Siamo reduci dal Covid, che almeno la scienza poteva contenere. Ma la scienza, in guerra, produce armi. E ogni arma apre nuovi scenari di instabilità. Si combatte per il potere, per le materie prime, per costruire un nuovo ordine sociale dove a prevalere saranno i più forti, i più ricchi, o i più adattabili.
Il tempo — la variabile più difficile da misurare — è sempre in agguato. Non sappiamo cosa ci aspetta né quanto durerà questa incertezza.
In mezzo a tutto questo resta la solidarietà, che può aiutare i più deboli. Ma va sorvegliata: spesso diventa un modo per arricchire i corrotti e gli speculatori.

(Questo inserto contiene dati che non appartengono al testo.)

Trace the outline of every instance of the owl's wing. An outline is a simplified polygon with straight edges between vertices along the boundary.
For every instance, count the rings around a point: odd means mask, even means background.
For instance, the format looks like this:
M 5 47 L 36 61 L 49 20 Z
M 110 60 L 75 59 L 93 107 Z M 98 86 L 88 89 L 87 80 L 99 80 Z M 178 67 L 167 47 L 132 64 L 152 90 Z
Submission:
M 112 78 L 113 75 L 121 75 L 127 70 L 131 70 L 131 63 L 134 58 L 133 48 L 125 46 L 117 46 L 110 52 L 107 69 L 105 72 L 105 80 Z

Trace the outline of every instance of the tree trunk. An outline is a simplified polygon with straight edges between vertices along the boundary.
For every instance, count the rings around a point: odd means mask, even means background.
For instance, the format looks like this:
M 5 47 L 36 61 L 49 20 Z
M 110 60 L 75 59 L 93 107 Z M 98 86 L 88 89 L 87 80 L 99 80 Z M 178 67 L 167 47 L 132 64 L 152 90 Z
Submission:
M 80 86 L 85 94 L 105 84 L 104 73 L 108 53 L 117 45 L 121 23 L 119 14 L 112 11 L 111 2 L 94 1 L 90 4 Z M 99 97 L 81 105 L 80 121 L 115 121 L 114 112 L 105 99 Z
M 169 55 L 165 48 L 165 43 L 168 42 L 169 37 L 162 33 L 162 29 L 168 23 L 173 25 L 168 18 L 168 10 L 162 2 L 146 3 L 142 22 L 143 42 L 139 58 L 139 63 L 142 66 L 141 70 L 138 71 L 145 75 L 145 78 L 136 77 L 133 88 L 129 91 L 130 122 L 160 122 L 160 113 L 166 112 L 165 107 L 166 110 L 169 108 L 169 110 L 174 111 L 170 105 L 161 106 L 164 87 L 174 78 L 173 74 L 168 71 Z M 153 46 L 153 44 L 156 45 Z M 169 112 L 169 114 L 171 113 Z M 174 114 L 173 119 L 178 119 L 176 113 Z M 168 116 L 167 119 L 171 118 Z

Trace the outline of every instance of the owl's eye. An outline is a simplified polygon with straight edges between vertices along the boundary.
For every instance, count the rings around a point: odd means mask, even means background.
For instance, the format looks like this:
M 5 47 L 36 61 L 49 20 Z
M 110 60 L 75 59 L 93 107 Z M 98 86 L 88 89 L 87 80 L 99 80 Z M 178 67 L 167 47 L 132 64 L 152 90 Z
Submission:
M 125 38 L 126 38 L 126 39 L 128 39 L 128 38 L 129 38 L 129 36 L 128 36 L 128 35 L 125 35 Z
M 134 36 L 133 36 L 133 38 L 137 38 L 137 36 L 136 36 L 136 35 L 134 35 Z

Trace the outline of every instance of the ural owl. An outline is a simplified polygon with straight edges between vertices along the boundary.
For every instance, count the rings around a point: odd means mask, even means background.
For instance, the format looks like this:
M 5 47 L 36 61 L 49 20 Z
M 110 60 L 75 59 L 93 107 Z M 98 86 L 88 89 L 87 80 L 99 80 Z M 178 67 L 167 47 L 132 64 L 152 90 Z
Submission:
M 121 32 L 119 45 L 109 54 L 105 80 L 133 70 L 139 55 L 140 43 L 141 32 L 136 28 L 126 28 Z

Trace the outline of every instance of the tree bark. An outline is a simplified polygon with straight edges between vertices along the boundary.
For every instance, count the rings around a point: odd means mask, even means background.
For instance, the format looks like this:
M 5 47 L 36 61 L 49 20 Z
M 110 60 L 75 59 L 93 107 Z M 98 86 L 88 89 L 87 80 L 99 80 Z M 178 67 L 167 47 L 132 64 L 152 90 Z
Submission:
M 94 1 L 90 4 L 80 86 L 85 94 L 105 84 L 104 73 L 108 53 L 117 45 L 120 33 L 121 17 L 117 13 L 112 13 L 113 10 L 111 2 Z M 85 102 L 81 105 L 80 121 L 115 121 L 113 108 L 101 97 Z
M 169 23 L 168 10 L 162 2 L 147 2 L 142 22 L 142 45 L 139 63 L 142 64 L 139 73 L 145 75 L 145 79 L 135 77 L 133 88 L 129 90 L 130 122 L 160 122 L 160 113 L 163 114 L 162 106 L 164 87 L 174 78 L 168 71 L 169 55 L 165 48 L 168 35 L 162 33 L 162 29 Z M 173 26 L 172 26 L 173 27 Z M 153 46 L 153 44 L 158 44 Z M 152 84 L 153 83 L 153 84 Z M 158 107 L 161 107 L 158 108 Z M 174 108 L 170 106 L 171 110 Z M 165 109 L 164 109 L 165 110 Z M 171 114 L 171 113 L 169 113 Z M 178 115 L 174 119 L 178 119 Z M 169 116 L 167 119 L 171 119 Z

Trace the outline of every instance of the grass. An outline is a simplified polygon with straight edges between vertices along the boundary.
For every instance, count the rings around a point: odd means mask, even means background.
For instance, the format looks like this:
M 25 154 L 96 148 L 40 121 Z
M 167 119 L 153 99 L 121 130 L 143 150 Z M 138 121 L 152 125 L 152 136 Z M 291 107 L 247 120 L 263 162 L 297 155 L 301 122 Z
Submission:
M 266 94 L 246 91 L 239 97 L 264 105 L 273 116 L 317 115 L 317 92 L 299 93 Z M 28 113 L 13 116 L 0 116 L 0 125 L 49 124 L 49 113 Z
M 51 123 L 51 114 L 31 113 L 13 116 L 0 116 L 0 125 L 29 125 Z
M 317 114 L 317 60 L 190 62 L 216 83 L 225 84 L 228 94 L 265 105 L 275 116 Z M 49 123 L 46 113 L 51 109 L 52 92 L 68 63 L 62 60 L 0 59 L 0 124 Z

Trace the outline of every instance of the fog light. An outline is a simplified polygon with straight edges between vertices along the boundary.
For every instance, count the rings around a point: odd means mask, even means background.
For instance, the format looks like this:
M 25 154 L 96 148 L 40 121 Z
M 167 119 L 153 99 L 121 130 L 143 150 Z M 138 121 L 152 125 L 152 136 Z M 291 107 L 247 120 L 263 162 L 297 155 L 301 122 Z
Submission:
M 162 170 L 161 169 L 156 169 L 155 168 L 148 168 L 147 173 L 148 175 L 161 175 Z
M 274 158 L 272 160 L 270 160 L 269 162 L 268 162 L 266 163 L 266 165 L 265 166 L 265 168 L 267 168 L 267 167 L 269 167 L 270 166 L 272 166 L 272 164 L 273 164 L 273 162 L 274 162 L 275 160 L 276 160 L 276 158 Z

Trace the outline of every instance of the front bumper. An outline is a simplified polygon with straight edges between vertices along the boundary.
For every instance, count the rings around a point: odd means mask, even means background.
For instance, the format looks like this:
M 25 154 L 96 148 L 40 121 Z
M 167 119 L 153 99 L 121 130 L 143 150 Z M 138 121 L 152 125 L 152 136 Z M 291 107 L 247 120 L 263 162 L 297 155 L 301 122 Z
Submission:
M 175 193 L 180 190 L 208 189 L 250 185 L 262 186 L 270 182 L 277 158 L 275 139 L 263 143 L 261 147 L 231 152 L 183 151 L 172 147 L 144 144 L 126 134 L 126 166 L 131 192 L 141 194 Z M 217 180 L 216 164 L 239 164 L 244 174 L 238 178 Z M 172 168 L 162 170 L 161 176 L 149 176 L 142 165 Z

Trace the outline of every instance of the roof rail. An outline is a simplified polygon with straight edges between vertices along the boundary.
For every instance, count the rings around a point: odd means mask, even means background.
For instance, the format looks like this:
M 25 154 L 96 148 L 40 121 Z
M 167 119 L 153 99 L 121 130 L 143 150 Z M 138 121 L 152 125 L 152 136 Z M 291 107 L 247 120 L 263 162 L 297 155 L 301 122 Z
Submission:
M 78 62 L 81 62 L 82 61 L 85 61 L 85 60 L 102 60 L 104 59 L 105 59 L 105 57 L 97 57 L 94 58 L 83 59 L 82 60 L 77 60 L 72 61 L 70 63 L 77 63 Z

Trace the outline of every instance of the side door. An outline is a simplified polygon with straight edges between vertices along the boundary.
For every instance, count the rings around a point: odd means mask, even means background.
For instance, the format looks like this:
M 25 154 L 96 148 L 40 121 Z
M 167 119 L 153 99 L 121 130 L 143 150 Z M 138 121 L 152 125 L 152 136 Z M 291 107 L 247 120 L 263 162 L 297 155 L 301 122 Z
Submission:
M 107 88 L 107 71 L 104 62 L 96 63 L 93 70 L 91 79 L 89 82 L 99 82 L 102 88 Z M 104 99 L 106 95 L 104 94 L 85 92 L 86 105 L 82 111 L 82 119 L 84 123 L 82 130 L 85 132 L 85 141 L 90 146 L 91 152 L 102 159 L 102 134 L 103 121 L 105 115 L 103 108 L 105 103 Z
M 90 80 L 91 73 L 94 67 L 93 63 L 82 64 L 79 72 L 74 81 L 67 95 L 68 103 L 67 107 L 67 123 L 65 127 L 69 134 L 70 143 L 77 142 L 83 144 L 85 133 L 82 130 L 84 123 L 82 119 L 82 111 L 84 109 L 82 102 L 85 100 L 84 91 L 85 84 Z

La sensazione generale è quella dello smarrimento. Un gregge disperso senza un pastore visibile. E forse l'unica figura che può riportare ordine non appartiene alla politica, ma alla fede: una presenza spirituale che guida senza imporsi.
È lì che, nonostante tutto, molti di noi ripongono ancora una speranza.